Acara yang menjadi bagian dari peringatan Hari Kesatuan Gerak PKK Tahun 2026 tersebut dihadiri langsung oleh sejumlah tokoh penting. Mulai dari Ketua Umum TP PKK Pusat, Ny. Tri Tito Karnavian, Ketua TP PKK Provinsi Sulawesi Selatan, Ny. Naoemi Oktarina Sudirman, hingga para Ketua TP PKK Kabupaten/Kota se-Sulawesi Selatan.
Ketua TP PKK Kabupaten Pinrang, Sri Widiati A. Irwan, menegaskan bahwa kehadiran mereka merupakan bukti keseriusan dalam mengawal dua sektor utama, yaitu ekonomi kerakyatan dan kesehatan.
Dorong UMKM Naik Kelas
Menurut Sri Widiati, sektor UMKM memegang peran yang sangat strategis dalam menggerakkan roda ekonomi daerah.

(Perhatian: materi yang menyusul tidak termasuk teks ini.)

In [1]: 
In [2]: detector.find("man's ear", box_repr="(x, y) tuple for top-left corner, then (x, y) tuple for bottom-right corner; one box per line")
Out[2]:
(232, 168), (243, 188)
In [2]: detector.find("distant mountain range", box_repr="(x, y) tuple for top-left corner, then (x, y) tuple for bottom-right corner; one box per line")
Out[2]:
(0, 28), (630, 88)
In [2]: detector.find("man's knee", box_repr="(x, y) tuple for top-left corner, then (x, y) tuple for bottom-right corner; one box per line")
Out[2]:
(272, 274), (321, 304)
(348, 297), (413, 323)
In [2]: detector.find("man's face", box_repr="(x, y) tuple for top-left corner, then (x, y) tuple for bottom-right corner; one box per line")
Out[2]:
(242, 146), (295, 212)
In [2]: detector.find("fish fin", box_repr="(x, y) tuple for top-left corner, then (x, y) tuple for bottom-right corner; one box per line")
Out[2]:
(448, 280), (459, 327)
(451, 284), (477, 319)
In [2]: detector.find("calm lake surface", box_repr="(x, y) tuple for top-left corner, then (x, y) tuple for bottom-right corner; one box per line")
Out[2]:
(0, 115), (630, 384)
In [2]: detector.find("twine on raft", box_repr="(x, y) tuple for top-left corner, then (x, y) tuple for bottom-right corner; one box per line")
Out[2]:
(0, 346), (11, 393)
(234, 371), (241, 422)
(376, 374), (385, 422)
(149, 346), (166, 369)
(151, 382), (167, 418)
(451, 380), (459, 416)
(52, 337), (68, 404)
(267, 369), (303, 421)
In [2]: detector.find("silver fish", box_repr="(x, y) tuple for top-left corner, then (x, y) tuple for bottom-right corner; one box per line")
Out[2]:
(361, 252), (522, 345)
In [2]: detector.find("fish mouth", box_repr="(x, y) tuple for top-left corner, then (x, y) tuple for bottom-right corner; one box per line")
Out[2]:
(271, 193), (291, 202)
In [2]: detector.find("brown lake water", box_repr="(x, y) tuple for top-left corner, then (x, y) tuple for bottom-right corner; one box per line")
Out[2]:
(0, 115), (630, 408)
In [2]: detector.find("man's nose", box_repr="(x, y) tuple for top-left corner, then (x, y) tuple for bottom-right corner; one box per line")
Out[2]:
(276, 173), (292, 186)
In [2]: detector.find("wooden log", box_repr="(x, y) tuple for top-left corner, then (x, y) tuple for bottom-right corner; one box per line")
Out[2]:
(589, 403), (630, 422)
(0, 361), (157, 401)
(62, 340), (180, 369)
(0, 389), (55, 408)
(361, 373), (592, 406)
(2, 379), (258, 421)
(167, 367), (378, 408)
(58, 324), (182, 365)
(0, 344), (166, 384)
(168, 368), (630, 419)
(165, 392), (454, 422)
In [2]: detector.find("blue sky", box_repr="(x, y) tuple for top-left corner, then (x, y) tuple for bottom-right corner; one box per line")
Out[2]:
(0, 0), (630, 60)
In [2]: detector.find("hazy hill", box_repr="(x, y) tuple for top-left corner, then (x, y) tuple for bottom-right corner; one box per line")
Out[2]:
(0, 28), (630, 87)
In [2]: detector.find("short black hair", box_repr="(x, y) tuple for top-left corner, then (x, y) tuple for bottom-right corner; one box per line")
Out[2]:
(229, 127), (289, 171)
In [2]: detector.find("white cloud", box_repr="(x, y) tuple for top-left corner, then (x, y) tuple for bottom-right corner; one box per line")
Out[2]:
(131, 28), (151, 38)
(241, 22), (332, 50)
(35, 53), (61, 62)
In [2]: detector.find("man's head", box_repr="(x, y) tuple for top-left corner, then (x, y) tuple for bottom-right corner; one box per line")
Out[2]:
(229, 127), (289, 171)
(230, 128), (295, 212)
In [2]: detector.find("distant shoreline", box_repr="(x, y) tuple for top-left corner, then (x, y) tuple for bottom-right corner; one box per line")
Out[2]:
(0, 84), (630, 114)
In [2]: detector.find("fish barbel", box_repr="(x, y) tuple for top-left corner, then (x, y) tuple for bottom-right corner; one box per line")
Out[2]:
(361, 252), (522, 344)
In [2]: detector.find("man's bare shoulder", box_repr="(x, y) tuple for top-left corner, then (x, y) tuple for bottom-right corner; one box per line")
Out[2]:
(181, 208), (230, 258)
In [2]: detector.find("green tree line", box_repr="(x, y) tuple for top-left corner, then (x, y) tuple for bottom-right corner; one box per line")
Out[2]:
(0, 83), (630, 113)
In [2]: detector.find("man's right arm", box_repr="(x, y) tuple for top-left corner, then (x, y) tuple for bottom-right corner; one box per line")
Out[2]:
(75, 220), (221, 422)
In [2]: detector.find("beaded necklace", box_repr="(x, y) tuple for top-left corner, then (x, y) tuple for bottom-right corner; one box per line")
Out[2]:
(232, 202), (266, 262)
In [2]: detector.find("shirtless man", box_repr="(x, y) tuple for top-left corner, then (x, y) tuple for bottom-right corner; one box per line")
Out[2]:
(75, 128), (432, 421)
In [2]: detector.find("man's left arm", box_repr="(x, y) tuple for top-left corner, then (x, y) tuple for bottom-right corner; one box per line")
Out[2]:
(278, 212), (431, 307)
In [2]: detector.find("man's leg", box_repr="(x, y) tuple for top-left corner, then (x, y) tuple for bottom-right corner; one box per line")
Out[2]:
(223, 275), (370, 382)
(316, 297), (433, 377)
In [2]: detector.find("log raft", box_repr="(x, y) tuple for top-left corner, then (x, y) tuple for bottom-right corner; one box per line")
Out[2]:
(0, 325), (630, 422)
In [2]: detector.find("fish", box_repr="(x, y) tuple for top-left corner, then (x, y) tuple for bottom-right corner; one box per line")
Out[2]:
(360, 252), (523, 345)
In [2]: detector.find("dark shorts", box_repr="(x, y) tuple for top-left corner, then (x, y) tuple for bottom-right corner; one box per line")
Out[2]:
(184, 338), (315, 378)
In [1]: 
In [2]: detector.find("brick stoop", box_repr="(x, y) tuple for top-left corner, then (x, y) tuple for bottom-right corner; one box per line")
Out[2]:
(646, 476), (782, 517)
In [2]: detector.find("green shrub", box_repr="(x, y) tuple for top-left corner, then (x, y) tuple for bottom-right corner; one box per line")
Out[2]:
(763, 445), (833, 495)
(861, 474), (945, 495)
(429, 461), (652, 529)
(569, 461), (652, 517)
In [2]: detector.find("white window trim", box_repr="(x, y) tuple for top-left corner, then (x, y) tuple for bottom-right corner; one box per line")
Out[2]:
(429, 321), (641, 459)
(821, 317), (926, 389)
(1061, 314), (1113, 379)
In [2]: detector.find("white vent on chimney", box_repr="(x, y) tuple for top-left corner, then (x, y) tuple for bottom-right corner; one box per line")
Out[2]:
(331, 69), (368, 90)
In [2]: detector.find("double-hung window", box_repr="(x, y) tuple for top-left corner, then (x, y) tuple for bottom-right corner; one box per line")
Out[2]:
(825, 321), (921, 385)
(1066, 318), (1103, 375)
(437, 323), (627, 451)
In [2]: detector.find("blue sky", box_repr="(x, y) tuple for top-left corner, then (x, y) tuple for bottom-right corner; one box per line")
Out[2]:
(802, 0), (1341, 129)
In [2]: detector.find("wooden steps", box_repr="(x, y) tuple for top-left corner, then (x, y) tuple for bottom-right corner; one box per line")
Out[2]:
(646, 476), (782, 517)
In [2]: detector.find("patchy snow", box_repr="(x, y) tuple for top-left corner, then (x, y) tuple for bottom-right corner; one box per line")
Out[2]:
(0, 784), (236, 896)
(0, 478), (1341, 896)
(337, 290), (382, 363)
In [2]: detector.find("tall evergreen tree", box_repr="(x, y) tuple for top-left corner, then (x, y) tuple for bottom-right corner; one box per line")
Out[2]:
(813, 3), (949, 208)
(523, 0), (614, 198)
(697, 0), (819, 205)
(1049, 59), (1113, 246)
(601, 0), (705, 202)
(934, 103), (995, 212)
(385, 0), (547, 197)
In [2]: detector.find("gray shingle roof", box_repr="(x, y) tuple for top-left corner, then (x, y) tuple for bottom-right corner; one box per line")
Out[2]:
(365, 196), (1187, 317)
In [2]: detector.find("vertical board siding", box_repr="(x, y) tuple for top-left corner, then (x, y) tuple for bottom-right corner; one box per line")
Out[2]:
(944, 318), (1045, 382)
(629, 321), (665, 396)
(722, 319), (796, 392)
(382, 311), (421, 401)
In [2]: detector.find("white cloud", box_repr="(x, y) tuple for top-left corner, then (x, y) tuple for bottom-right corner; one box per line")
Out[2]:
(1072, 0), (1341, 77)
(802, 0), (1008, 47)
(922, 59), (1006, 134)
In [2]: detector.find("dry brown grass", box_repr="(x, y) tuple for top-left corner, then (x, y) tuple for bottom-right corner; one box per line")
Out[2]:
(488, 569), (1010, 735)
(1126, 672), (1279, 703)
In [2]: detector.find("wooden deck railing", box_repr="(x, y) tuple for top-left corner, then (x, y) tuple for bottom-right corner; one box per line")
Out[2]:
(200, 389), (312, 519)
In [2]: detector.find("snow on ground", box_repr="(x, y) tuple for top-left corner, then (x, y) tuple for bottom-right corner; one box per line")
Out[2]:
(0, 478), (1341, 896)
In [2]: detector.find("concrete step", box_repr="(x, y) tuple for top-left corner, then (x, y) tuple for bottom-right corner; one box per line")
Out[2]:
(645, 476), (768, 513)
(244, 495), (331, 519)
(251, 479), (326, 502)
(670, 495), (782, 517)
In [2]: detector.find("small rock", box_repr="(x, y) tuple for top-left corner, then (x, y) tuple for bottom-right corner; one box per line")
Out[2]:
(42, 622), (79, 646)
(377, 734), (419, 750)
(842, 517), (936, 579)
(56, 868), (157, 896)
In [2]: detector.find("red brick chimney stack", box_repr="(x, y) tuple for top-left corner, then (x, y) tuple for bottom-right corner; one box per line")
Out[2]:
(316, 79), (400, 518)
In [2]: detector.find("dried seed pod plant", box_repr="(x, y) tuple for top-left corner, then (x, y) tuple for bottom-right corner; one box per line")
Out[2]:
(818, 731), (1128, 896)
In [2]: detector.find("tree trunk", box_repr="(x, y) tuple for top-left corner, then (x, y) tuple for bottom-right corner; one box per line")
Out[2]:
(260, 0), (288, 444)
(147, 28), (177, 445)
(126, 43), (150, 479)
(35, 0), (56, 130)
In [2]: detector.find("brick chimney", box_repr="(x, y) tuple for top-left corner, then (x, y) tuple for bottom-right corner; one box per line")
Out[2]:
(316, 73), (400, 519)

Oleh karena itu, pihaknya memanfaatkan momentum pameran ini secara maksimal untuk memperkenalkan berbagai produk unggulan khas Pinrang kepada khalayak luas.
“Selanjutnya, ketika produk UMKM kita semakin dikenal, maka peluang pasar yang terbuka juga akan semakin besar. Hal tersebut tentu saja akan mendongkrak pendapatan pelaku usaha dan mempercepat perputaran ekonomi masyarakat,” jelas Sri Widiati.
Lampaui Target Rekor MURI dan Cegah Stunting
Selain sektor ekonomi, PKK Pinrang juga mengukir catatan gemilang dalam sektor kesehatan, khususnya pada aksi pemecahan rekor MURI minum suplemen MMS serentak. Sri Widiati mengungkapkan bahwa Kabupaten Pinrang sukses menggerakkan 2.247 ibu hamil untuk berpartisipasi dalam aksi massal ini.
Angka tersebut otomatis melampaui target awal yang hanya berada di angka 2.160 peserta. Sri Widiati menilai capaian ini sebagai bukti nyata bahwa kesadaran masyarakat Pinrang terhadap kesehatan ibu dan janin sudah sangat tinggi.
“Oleh sebab itu, kita harus memulai upaya pencegahan masalah kesehatan sejak masa kehamilan. Ibu yang sehat dan terpenuhi gizinya akan melahirkan anak yang sehat serta bebas dari risiko stunting. Langkah ini merupakan investasi jangka panjang kita untuk membangun generasi masa depan yang unggul,” tambahnya.
Pada akhir keterangannya, Sri Widiati berharap sinergi yang kuat melalui TP PKK ini terus melahirkan manfaat yang konkret bagi masyarakat luas, baik dari sisi penguatan ekonomi keluarga maupun pemenuhan kualitas kesehatan anak sebagai generasi penerus bangsa.